SILO 1 (Step 1 Image):
```
Input: MP4 URL + Timestamp 1
> #194 Cut video section (1 sec) at timestamp 1
> #202 Extract thumbnail (with prompt "extract clearest frame")
> #191 Resize to 1280x720
Output: step1_screenshot.png
```

SILO 2 (Step 2 Image):
```
Input: MP4 URL + Timestamp 2
> #194 Cut video section (1 sec) at timestamp 2
> #202 Extract thumbnail (with prompt "extract clearest frame")
> #191 Resize to 1280x720
Output: step2_screenshot.png
```

[SILOS 3-6 follow identical pattern]

Each silo operates independently but follows the same workflow, ensuring we get six consistently-sized, high-quality screenshots from the exact moments needed in the tutorial video.

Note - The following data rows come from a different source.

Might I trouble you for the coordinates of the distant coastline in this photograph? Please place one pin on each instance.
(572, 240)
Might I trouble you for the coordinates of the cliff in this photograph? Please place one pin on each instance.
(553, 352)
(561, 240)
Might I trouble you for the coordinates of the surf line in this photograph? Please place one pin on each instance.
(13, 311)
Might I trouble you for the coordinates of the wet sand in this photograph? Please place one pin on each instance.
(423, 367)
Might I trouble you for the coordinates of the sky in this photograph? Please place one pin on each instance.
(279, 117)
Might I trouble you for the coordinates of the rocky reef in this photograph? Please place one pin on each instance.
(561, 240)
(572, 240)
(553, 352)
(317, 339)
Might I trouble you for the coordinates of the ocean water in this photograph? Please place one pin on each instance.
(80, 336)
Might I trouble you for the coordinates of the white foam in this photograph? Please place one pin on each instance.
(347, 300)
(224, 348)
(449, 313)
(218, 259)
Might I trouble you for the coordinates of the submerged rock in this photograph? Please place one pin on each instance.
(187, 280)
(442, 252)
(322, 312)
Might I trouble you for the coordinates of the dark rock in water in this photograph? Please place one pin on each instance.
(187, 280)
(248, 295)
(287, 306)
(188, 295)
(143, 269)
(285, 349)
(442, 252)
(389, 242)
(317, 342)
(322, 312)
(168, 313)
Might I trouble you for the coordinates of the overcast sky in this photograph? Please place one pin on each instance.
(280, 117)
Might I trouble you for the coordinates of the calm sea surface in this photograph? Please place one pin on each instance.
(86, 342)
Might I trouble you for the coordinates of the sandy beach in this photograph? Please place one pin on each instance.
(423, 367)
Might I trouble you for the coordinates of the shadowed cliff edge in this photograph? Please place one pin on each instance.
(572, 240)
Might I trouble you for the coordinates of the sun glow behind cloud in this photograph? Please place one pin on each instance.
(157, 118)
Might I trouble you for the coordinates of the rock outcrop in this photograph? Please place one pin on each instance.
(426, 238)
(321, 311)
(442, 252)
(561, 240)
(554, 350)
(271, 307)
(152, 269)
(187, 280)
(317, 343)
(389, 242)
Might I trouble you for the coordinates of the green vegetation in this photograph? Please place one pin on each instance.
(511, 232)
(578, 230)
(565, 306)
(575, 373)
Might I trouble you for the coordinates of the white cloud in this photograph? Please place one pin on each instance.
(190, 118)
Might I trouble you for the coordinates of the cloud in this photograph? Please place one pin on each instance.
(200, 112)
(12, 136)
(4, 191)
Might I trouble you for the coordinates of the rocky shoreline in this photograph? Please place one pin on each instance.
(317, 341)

The image resizing at the end ensures all screenshots are uniform in dimensions for the final article layout.

Note: While it might seem inefficient to extract 1-second clips first, this approach gives us the most precise control over the exact frame we want to capture, as the thumbnail extraction can then pick the clearest frame from that precise moment.

The final output will be six PNG files, all consistently sized, named systematically, and ready for the MarkdownComposer agent to embed them in the article.

SubAgent #3 - Diagram

Expand Flow

Let me break down this MarkdownComposer subagent in detail.

A) SUBAGENT SUMMARY:
A specialized composer that takes transcription data, step information, and image paths to generate a complete, formatted Markdown article with exactly six steps and embedded images.

B) FINAL TASK OUTPUT:
A single Markdown (.md) file containing:
- Introduction (100-200 words)
- 6 numbered steps
- 6 embedded image references in correct Markdown syntax
- Consistent formatting throughout
- Filename: "how_to_article.md"

C) SUBAGENT INPUT:
1. video_transcription_with_timestamps.txt (full transcription file)
2. selected_steps.json (containing 6 steps with timestamps)
3. Array of 6 image file paths (eg. ["images/step1.png", "images/step2.png", etc])

E) SUBAGENT TASK SUMMARY:
The workflow will use two main skills in sequence:

1. First Pass - Generate Article Structure:
```
Input: transcription + steps.json >
#223 (Powerful LLM) with prompt to structure article >
Output: Initial article draft
```

2. Second Pass - Format and Embed Images:
```
Input: Initial draft + image paths >
#190 (Write/rewrite text) with formatting instructions >
Output: Final markdown with proper image embedding
```

F) SILOS:
The subagent operates in two distinct silos:

SILO 1: CONTENT GENERATION
• Purpose: Create the article's textual content
• Skill: #223 (Powerful LLM)
• Input: 
  - video_transcription_with_timestamps.txt
  - selected_steps.json
• Prompt Instructions:
  - "Generate a how-to article with:
    1. Brief introduction explaining purpose
    2. Exactly 6 steps based on the provided JSON
    3. Each step should be 2-3 sentences
    4. Maintain consistent technical tone"
• Output: Raw article text

SILO 2: MARKDOWN FORMATTING
• Purpose: Format content with proper Markdown syntax
• Skill: #190 (Write/rewrite)
• Input:
  - Raw article text from Silo 1
  - Array of 6 image paths
• Prompt Instructions:
  - "Format the article in Markdown with:
    1. # for main title
    2. ## for each step
    3. Insert ![Step X](image_path) after each step heading
    4. Consistent spacing between sections"
• Output: Final how_to_article.md file

This approach separates content generation from formatting, ensuring clean, consistent output while maintaining proper Markdown syntax and image embedding.